At first, as might have been expected from the actions of the king with regard to the ship-money collections, little sympathy was shown by the Parliament for the claim to the sovereignty of the sea. The necessity of maintaining that sovereignty had always been put forward as a principal argument for levying the money, and on that ground it was objectionable to many of those opposed to the king. In a work said to have been presented to the Parliament at its first meeting, forcible opinions were expressed against the pretension. It was doubtful, it was said, whether the sea really belonged to the crown, as the king claimed. Even if it did, it was not apparent that the fate of the land depended upon the dominion of the sea. That dominion might be considered as a right, an honour, or a profit. As a right it was a theme “fitter for scholars to fret their wits upon than for Christians to fight and spill blood about”; as an honour, by making others strike sails to our ships as they passed, it was “a glory fitter for women and children to wonder at than for statesmen to contend about”; as a matter of profit, to fence and enclose the sea, it was of moment, but not more to us than to other nations: by too insolent contentions about it we might provoke God and dishonour ourselves, and rather incense our friends than quell our enemies.[680] If such sentiments reflected the feeling of the Parliament at the beginning of their labours, they were not of long duration. Within a few years a change was wrought, which was probably in large measure due to the part taken by the fleet in the struggle with the king, as well as to the abiding spirit of the people for predominant power on the sea.

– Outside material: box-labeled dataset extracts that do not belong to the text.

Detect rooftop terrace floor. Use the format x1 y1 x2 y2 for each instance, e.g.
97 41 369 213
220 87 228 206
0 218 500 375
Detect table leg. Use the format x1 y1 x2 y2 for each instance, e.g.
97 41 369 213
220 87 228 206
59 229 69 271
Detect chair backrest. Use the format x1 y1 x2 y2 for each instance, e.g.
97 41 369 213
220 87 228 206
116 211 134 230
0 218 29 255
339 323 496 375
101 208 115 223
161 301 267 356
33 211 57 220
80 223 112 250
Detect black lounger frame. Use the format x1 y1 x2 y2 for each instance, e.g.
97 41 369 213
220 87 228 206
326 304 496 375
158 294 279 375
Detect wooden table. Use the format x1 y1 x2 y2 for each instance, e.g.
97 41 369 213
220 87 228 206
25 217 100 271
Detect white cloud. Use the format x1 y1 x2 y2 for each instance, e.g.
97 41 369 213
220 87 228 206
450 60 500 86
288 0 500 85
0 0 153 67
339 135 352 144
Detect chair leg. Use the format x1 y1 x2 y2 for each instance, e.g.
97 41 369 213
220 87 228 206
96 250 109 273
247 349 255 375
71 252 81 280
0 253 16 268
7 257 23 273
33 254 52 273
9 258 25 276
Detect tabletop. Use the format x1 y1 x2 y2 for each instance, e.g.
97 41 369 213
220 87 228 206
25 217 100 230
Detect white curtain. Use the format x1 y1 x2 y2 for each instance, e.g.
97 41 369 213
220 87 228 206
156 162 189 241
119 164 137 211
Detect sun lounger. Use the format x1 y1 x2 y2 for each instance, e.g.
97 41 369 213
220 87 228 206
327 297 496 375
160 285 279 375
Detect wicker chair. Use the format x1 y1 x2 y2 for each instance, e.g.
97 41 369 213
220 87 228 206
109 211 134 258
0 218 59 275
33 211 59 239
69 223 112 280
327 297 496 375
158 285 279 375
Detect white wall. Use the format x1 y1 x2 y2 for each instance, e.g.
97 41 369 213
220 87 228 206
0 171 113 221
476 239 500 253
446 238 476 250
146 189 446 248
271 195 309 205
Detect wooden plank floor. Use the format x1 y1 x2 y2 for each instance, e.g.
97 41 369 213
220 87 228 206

From an early stage in the conflict the control of the fleet passed into the hands of the Parliament. In the summer of 1642, when the Earl of Northumberland, the Lord High Admiral, was laid aside by illness, the Parliament succeeded, with his connivance and assistance, in placing the Earl of Warwick in actual command; Sir John Pennington, the nominee of Charles, having to stand aside.[681] Under the management of its new masters the navy rapidly became a powerful and efficient instrument for the defence of the realm, as was shown at the opening of the Dutch war. The general instructions given by the Parliament to its naval officers respecting the honour of the flag and the sovereignty of the sea were almost identical with those which had been issued to the Earls of Lindsey and Northumberland, but the phraseology was sometimes a little varied. On 5th April 1643 the Parliament, in view of the attempt organised by Queen Henrietta Maria to smuggle into England military supplies from the Netherlands for the use of the royalists, ordered the Earl of Warwick, if he met with “any foreign forces, ships, or vessels, as Spaniards, French, Danes, Dunkirkers, or any other whatsoever, making towards the coasts of England, Ireland, or any other of his Majesty’s dominions,” to command them, “according to the usual manner, to strike their flags or top-sails,” and cause them to be examined and searched for soldiers or munitions of war. If they refused to strike, he was “to compel them thereunto by force of arms and surprise, and to take all such ships and vessels, or otherwise to burn, sink, or destroy them.”[682] In the following year the Committee for the Admiralty instructed Vice-Admiral Batten, who was in command of the fleet, “upon all occasions, as you shall be able, to maintain the Kingdom’s sovereignty and regality in the seas.”[683]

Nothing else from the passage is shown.